Doing democracy rather than having it
One of the maxims taught to young journalists is that all news is local. It is also most powerful when it is personal.
Liu Xiaobo died yesterday in captivity. The Nobel-prizewinning Chinese human rights activist had been in prison for the past eleven years after his calls for democratic reform in China led to a conviction for inciting subversion. He died riddled with liver cancer but not released from custody. Ironic that he died the day before Bastille Day – a commemoration of democratic ideals and, given what followed, a reminder of how ugly change and revolutions can be. The struggle for human rights and human liberation is messy and long.
The personal connection arose while reading Liu Xiaobo’s obituaries. He and I were born on the same day, December 28, 1955. This fact is irrelevant to everyone but me but it made his death more moving and more personal. I have a felt experience of the full span of his life and I am even more impressed about what he achieved in his (short) span.

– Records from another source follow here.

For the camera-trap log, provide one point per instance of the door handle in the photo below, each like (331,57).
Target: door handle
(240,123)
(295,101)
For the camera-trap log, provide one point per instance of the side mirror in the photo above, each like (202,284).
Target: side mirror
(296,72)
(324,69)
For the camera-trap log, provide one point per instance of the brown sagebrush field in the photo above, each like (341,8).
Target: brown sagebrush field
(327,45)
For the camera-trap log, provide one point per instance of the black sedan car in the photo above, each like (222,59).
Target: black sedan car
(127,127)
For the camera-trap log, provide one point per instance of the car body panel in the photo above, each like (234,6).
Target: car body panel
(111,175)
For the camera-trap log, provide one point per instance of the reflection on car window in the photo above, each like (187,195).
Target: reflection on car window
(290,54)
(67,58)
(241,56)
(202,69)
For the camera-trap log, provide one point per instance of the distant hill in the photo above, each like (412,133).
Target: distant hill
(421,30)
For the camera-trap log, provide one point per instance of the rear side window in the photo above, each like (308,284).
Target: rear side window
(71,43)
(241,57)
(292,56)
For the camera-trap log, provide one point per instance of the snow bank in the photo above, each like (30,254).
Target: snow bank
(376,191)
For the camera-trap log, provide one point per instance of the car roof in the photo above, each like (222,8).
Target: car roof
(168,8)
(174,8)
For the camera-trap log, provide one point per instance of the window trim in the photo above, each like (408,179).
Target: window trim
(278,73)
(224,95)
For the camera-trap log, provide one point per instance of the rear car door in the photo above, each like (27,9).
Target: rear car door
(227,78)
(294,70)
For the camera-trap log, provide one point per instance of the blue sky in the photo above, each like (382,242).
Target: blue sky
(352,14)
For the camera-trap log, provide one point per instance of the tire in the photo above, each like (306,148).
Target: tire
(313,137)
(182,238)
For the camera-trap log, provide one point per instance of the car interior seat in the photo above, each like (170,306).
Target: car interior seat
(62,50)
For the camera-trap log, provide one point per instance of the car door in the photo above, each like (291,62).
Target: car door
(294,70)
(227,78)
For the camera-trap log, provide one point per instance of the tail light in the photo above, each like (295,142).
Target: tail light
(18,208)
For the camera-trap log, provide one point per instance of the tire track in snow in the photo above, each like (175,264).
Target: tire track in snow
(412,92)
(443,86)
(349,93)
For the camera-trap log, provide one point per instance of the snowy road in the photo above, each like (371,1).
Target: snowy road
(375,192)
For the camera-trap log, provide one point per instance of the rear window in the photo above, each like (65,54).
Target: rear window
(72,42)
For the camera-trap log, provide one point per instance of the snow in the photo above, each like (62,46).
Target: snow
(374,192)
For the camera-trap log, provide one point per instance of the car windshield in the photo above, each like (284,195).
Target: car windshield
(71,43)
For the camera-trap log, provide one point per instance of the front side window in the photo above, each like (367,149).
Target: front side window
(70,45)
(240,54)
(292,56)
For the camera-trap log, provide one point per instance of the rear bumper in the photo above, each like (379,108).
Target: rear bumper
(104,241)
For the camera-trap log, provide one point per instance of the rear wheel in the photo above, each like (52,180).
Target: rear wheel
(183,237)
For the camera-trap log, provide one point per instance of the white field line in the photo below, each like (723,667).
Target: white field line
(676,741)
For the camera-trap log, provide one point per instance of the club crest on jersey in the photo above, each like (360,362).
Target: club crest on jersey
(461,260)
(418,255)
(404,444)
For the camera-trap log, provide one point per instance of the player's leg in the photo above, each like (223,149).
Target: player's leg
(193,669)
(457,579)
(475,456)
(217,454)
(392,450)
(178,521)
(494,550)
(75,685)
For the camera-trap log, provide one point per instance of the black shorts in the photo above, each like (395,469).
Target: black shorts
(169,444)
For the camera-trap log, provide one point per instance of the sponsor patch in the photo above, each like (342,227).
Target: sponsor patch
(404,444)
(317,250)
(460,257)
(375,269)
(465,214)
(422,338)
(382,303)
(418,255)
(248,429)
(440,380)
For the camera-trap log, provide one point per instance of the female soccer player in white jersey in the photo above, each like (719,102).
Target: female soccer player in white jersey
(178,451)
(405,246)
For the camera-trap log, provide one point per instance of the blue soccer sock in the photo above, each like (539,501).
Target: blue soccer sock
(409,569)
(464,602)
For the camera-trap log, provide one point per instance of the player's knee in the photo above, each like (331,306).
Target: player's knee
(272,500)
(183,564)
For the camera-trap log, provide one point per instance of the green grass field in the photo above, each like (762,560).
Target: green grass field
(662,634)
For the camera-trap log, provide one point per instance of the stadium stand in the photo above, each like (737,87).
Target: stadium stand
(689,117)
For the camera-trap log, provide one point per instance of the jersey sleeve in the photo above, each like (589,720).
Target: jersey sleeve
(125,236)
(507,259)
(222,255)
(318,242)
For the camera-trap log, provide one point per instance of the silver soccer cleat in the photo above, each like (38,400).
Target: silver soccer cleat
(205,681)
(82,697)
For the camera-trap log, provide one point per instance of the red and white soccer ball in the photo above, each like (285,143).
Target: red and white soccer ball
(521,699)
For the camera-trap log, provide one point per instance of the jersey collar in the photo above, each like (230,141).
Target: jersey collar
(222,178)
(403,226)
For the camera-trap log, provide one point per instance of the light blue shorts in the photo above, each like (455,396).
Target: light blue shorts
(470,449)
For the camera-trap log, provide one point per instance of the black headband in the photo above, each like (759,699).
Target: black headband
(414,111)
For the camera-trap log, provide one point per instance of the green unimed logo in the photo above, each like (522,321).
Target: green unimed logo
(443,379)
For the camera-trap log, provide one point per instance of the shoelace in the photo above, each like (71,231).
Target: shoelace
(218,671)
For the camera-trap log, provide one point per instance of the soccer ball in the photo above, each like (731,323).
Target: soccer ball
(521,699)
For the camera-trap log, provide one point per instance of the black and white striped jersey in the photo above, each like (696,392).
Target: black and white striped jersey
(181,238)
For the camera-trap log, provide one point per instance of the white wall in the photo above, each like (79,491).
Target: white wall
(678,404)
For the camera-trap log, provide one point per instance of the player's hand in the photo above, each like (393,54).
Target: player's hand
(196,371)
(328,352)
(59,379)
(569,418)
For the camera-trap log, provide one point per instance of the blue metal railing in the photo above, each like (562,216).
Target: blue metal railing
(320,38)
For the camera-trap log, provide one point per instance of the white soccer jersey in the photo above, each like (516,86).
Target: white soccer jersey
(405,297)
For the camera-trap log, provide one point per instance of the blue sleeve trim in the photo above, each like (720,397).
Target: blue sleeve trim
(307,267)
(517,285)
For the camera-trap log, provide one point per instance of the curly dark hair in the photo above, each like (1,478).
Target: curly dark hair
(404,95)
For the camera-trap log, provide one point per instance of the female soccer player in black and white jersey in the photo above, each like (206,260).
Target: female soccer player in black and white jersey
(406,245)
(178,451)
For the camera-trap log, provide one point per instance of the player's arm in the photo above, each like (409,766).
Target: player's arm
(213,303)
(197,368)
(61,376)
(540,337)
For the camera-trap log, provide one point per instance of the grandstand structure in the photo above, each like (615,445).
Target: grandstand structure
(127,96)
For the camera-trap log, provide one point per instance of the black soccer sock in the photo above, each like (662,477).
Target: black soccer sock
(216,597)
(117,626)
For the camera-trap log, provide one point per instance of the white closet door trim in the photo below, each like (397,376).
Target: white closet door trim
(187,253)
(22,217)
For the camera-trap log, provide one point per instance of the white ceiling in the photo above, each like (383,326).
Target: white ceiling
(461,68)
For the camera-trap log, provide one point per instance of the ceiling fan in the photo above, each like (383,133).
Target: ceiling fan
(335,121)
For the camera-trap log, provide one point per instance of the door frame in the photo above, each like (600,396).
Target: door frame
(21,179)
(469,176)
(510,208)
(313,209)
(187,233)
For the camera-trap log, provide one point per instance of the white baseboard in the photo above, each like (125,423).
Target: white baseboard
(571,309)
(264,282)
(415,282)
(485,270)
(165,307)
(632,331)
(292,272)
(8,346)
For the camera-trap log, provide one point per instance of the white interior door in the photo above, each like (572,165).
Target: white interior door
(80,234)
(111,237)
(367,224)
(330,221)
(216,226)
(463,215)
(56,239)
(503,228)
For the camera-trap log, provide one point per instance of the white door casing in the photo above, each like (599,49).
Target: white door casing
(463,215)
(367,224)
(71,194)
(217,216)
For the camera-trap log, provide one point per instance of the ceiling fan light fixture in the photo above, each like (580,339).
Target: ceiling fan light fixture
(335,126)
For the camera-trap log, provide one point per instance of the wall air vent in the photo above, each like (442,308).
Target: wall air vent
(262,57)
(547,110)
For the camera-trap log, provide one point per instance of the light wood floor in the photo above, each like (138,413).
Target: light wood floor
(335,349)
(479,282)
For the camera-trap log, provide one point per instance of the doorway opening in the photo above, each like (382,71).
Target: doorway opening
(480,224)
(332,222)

His death is a reminder of how fragile democratic practices and processes really are. I have been blessed to have been born and live in one of only perhaps seven or eight countries where representative democracies have functioned uninterrupted since the turn of the past century, and, in New Zealand’s case, we have had almost full suffrage from that time.
Democracy advanced on many fronts at times over the past 117 years. We have tended to imagine, despite the evidence to the contrary, that this advance of democracy is a one-way street. In many places democracy is in reverse. It is being chipped away at now in disturbing ways.
Because the United States has gone AWOL, we now look to for international leadership on issues such as climate change, to China. It is a behemoth. It needs to be at the table. And it is a dictatorial one-party state, as demonstrated by Liu Xiaobo’s death. India is showing trends of state-supported Hindu nationalism. In Russia kleptocracy is on the rise. Turkey is voting itself to dictatorial rule. The list goes on.
Liu Xiaobo’s death is a reminder of the special blessings of democracy in its most open and inclusive sense and how fragile that can be. Informed democracies, healthy inclusive communities, public participation in decisions, respect for the rule of law, respect for diverse views, freedom of expression, a free and effective media that can investigate and question — these are all part of a network of elements that needs to be nurtured and defended to create or maintain a healthy democratic society. These elements inevitably compromise the exercise of power and the unfettered enjoyment of excessive wealth.
There are ways these elements are supportive and the system can be self-organising but it is also very vulnerable to degenerative diseases. Inclusive democracies function as a big system that needs constant vigilance.
Too many of us have taken it for granted for too long that these democratic systems are self-organising and self-maintaining. The challenges visible to us now, the challenge posed in Liu Xiaobo’s death, are that we need to DO democracy not HAVE it.